Well that's disappointing. After a lot of thought that the Bank of Japan would preemptively yield to new Prime Minister Shinzo Abe's desire for a 2 percent inflation target, the bank instead today totally punted. Their new policy statement suggests perhaps a long-term goal of 2 percent, but continues to forecast 0.4 percent inflation for 2013 and its 2014 forecast is up to 0.9 percent from a previous level of 0.8 percent.
We've recently seen here in the United States that a central bank can elevate short-term inflation expectations without causing long-term expectations to become unmoored. The BOJ has essentially done the reverse.
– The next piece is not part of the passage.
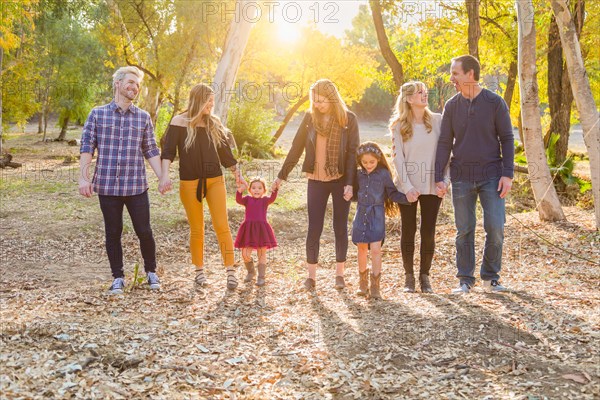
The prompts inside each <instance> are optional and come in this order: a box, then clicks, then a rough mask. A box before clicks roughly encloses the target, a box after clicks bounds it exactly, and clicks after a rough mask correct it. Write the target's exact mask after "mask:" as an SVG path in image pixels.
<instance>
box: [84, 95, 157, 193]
mask: <svg viewBox="0 0 600 400" xmlns="http://www.w3.org/2000/svg"><path fill="white" fill-rule="evenodd" d="M96 149H98V158H97V160H96V169H95V171H94V177H93V179H92V183H93V187H94V191H95V192H96V193H98V194H99V195H104V196H134V195H137V194H140V193H143V192H145V191H146V190H148V181H147V178H146V165H145V163H144V157H145V158H152V157H155V156H158V155H160V152H159V150H158V146H157V145H156V141H155V140H154V127H153V126H152V120H151V119H150V115H149V114H148V113H147V112H145V111H144V110H141V109H139V108H138V107H136V106H134V105H133V104H132V105H131V106H130V107H129V108H128V109H127V110H126V111H122V110H121V109H120V108H119V106H117V104H116V103H115V102H114V101H112V102H111V103H110V104H106V105H104V106H100V107H96V108H94V109H93V110H92V112H91V113H90V115H89V116H88V119H87V121H86V122H85V125H84V126H83V133H82V135H81V148H80V150H79V152H80V153H90V154H92V155H93V154H94V152H95V150H96Z"/></svg>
Not explicitly slapped Abe's proposal down, but ensured that in the short-term nothing will change.
The yen is rising on the news and the Nikkei is falling, an indication that Abe was right and that blockage of his proposals is bad for the Japanese economy. The forward outlook now hinges less on economics than on Japanese politics, about which I know nothing. Does Abe have the political clout to strong-arm the bank and get his way. Or can the bank take advantage of perennial fractiousness in the Japanese parliament and essentially wait Abe out? Threatening a central bank's independence is essentially an Omar Principle situation—if you come at the king, you'd best not miss. A central bank that decides it wants to make an elected government look bad can easily tank the economy ahead of elections and count on confused voters to blame incumbent elected officials.